Farewell Roger Ebert

Roger Ebert died today, at the age of seventy, after living pretty much exactly the life he wanted since he became an adult and after getting several unexpected years in after beginning a fight with cancer a decade ago.

It's still sad, of course. We want to read what Ebert would have written next month, next year -- about the next Michael Bay movie, or the second Hobbit, or (god forbid!) The Human Centipede III. We won't get any of that.

But we do have what he did write, and much of that is wonderful, in the way of journalism that's meant to inform and entertain at a particular time for a particular purpose but rises above that. I just started his third book of nasty reviews, A Horrible Experience of Unbearable Length, and reading that is how I want to remember him.

(When people have asked me about my role models, I've usually been stumped: I don't like people enough to want to be like any of them. But now I think I wanted to be Roger Ebert when I grew up -- to find a way to write about things, to champion the good and make fun of the bad, and to make no excuses for taste.)

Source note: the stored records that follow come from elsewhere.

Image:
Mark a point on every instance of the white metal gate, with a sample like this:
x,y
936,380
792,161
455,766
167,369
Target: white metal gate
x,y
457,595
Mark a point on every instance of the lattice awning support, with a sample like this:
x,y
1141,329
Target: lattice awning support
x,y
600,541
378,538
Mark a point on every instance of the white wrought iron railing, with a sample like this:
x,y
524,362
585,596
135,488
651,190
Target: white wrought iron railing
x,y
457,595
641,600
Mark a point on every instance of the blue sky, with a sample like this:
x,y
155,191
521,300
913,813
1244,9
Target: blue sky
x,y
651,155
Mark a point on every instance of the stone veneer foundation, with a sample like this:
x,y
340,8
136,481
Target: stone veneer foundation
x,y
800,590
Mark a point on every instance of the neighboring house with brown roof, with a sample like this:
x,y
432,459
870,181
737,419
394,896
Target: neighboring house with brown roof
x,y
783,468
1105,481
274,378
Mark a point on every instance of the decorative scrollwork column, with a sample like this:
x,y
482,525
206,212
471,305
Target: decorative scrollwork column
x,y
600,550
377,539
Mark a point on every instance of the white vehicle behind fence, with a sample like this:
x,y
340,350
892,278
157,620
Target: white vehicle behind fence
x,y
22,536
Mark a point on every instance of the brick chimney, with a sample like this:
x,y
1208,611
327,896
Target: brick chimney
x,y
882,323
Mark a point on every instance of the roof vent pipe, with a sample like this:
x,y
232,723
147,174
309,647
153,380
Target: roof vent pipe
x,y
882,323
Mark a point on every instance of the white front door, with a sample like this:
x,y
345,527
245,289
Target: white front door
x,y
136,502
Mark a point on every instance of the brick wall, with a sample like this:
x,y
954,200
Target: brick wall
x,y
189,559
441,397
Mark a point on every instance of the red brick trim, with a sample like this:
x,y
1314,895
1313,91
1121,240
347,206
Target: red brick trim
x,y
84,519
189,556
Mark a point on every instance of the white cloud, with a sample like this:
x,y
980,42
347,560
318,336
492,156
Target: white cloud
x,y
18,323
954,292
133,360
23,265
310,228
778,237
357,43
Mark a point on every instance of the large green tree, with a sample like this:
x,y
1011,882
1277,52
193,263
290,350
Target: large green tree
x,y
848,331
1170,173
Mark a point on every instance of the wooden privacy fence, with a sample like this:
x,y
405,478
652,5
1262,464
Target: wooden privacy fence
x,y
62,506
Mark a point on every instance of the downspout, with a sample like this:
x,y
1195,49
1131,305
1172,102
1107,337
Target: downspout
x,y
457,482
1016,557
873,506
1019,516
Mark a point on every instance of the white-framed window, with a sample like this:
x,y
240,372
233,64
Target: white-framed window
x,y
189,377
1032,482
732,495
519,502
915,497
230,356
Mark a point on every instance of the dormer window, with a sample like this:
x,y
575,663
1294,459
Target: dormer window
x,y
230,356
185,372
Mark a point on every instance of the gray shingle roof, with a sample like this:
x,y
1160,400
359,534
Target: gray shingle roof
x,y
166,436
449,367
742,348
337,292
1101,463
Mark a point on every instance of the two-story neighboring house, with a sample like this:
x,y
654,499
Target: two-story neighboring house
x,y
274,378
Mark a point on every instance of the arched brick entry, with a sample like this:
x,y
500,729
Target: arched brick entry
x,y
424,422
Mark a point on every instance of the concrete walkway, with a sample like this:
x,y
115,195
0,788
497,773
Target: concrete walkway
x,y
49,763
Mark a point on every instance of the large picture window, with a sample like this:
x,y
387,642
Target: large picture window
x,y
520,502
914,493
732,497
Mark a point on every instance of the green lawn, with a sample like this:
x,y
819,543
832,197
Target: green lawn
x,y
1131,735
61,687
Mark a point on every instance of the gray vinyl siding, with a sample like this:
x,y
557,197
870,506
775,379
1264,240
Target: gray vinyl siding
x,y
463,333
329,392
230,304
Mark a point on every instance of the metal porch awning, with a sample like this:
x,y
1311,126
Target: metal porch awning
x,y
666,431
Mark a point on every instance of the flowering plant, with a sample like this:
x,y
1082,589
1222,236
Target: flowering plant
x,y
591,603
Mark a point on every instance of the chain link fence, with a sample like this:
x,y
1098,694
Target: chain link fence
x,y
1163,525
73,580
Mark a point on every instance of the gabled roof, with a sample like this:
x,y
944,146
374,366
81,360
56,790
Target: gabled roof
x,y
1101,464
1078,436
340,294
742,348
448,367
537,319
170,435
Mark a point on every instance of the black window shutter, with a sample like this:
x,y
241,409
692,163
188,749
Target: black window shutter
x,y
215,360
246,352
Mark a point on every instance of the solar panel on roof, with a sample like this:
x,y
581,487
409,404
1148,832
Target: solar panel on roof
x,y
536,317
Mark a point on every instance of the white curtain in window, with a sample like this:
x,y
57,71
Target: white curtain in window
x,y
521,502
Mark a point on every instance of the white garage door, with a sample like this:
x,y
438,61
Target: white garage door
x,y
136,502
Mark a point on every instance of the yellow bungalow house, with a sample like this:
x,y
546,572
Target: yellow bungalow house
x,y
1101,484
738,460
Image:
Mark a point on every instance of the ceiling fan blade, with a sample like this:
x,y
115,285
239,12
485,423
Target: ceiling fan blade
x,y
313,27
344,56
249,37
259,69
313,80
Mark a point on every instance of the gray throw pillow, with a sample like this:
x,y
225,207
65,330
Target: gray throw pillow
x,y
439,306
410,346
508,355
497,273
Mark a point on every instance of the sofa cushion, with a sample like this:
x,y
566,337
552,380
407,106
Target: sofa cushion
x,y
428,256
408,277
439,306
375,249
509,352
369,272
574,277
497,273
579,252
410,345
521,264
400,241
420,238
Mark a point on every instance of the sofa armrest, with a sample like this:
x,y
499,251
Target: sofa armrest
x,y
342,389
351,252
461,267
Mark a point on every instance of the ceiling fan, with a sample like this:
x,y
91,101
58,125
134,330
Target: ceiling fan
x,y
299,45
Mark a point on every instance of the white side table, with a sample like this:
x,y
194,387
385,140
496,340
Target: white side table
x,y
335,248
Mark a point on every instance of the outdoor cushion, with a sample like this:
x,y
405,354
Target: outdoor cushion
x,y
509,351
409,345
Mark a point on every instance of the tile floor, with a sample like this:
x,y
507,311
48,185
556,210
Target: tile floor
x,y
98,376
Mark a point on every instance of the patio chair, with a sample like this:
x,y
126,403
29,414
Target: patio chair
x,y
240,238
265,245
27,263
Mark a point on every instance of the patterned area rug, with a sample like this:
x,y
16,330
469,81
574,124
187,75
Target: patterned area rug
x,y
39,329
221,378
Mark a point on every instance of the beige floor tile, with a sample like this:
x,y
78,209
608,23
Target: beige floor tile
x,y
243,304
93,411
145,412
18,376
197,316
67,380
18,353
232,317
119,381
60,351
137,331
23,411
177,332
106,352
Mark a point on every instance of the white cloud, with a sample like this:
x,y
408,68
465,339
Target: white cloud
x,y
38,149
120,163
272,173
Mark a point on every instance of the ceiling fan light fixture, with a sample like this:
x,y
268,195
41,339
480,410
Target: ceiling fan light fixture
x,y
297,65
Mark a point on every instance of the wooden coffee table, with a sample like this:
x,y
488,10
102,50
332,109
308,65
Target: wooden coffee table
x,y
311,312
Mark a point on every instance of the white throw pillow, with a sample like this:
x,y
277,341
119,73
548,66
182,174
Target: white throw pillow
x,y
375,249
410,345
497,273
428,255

Here's a piece of Ebert's review of the horrible 1994 movie North, just because:

I hated this movie. Hated hated hated hated hated this movie. Hated it. Hated every simpering stupid vacant audience-insulting moment of it. Hated the sensibility that thought anyone would like it. Hated the implied insult to the audience by its belief that anyone would be entertained by it.
Ebert was a hell of lot of fun writing about things he hated, and we'll miss that. But thanks, Roger, for the things you did see and hate and tell us about. (And the ones you loved as well.)